# Rlt 75 New Divers Watch



## Roy (Feb 23, 2003)

Here is my new Divers watch the RLT 75, initially made this one for myself but now going to make some more as I like it, I like it a lot. Check out the specs. :yes:

Specs :

All steel case with screw on back. 44mm Including Crown and guard. 13mm Thick.

Screw down crown with three seals.

Rotating Ceramic scratch proof bezel with 120 Clicks.

Sapphire crystal with anti-reflective inner coating.

300m Water Resistant

Black dial with calendar. Hands and dial have C1 Luminous material. applied RLT logo.

Swiss Quartz Jewelled movement.

Solid link steel bracelet with solid end pieces with unique sliding clasp size adjustment. Screw in links.

2 Year Warranty.


----------



## Markybirch (Apr 24, 2009)

Liking that very much :thumbup: Whats the price?


----------



## mrteatime (Oct 25, 2006)

now thats more llike it!!!!!


----------



## mrteatime (Oct 25, 2006)

roy....any chance of a wrist shot????


----------



## Roy (Feb 23, 2003)

Best wrist shot I can do


----------



## Roy (Feb 23, 2003)

Markybirch said:


> Liking that very much :thumbup: Whats the price?


Still working out my costings. i wanted to keep it under Â£150 will have the price on the sales site tonight.

They will be able to be ordered from then.

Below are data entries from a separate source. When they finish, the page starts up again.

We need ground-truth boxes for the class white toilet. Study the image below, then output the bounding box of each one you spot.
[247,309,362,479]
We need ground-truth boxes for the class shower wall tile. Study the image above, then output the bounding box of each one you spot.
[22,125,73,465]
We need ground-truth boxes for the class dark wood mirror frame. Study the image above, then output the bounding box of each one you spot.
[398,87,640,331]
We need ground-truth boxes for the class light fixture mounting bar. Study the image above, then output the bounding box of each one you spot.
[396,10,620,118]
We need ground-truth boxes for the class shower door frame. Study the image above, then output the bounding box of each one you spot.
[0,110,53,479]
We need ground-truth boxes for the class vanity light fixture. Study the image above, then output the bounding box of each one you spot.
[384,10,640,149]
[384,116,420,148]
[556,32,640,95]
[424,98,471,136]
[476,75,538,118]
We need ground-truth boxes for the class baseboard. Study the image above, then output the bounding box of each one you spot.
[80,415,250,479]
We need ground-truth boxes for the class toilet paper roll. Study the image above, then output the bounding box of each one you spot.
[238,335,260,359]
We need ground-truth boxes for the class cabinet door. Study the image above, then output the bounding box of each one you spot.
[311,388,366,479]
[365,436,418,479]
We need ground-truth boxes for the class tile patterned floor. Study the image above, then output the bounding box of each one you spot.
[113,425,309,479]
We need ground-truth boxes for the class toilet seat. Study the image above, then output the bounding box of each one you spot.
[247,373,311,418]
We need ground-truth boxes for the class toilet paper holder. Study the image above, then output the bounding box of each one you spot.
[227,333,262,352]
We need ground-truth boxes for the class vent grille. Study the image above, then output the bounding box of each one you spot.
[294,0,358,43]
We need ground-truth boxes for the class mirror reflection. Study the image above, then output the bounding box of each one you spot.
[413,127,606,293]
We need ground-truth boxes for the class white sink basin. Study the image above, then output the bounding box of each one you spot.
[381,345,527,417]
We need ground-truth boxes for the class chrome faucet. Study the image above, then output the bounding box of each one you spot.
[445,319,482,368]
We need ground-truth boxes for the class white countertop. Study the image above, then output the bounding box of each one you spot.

Delivery will be 2-3 weeks, sorry waiting for the parts to make up the first batch.


----------



## Mal52 (Oct 7, 2003)

Now that is nice


----------



## Markybirch (Apr 24, 2009)

Roy said:


> Markybirch said:
> 
> 
> > Liking that very much :thumbup: Whats the price?
> ...


Expect my order over the weekend


----------



## mikepj (Nov 30, 2011)

That is fab Roy

any chance of one with an auto movement?


----------



## Roy (Feb 23, 2003)

mikepj said:


> That is fab Roy
> 
> any chance of one with an auto movement?


Not at the moment sorry.


----------



## Roy (Feb 23, 2003)

I can do the first batch at Â£149, I cannot guarantee that the price won't increase later on. It is now on the sales site : http://rltwatches.co...&product_id=320

It can be ordered now but delivery will be 2-4 weeks as I have been inundated with interest in this model. It will be worth the wait I guarantee that.


----------



## remb1000 (Jan 17, 2012)

Quality  fair play


----------



## Neillp (May 7, 2012)

just put the wife on ebay ...


----------



## ESL (Jan 27, 2004)

V Nice. Expect an order from me Roy.


----------



## chocko (Nov 9, 2008)

Neillp said:


> just put the wife on ebay ...


Only Â£140 to go LOL


----------



## mikepj (Nov 30, 2011)

chocko said:


> Neillp said:
> 
> 
> > just put the wife on ebay ...
> ...


Wow, you got a good price there chocko :lol:


----------



## AbingtonLad (Sep 8, 2008)

Roy said:


> Best wrist shot I can do


The wrist of the watch master! :notworthy:

I feel like Grasshopper the first time he met his master, or Luke when he catches sight of Obi One. I need a lie down.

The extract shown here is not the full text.